Un grande interprete della pittura italiana del 500. Tintoretto (1519-1594)

di Stefano Di Rienzo

Attualmente a Roma alle Scuderie del Quirinale si sta svolgendo la mostra sul “Tintoretto”, (dal 25 febbraio al 10 giugno 2012) considerato come l’ultimo dei grandi pittori del Rinascimento.
L’esposizione di Jacopo Robusti detto il Tintoretto (Venezia 1519-Venezia 1594, chiamato così dal mestiere del padre tintore di panni) si inquadra nell’ampio programma di rivisitazione degli artisti che hanno reso unica e grandiosa la storia artistica dell’Italia, da Botticelli ad Antonello da Messina, da Bellini a Caravaggio e più recentemente a Lorenzo Lotto e Filippino Lippi concentrandosi sui tre temi della pittura dell’artista: quello religioso, quello mitologico e quello inerente alla ritrattistica.
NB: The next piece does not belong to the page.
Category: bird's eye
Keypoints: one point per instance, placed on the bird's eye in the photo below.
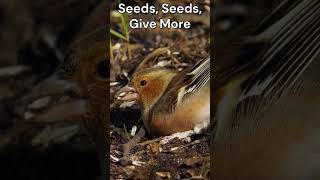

L’unico tra i grandi interpreti della pittura italiana del Cinquecento a non aver avuto fino ad ora in Italia una mostra monografica significativa, se si esclude l’esposizione tematica dedicata ai ritratti tenutasi a Venezia nel 1994, l’ultima mostra sul grande maestro veneto risale al 1937, ciò era dovuto all’obiettiva impossibilità di spostare i grandi teleri veneziani.
La mostra raccoglie circa 40 dipinti (cui si affiancherà una sezione dedicata all’ambiente artistico contemporaneo del Tintoretto) tutti di altissima qualità, provenienti da musei e collezioni internazionali capace di fornire al grande pubblico un approccio sintetico e significativo al percorso artistico dell’artista.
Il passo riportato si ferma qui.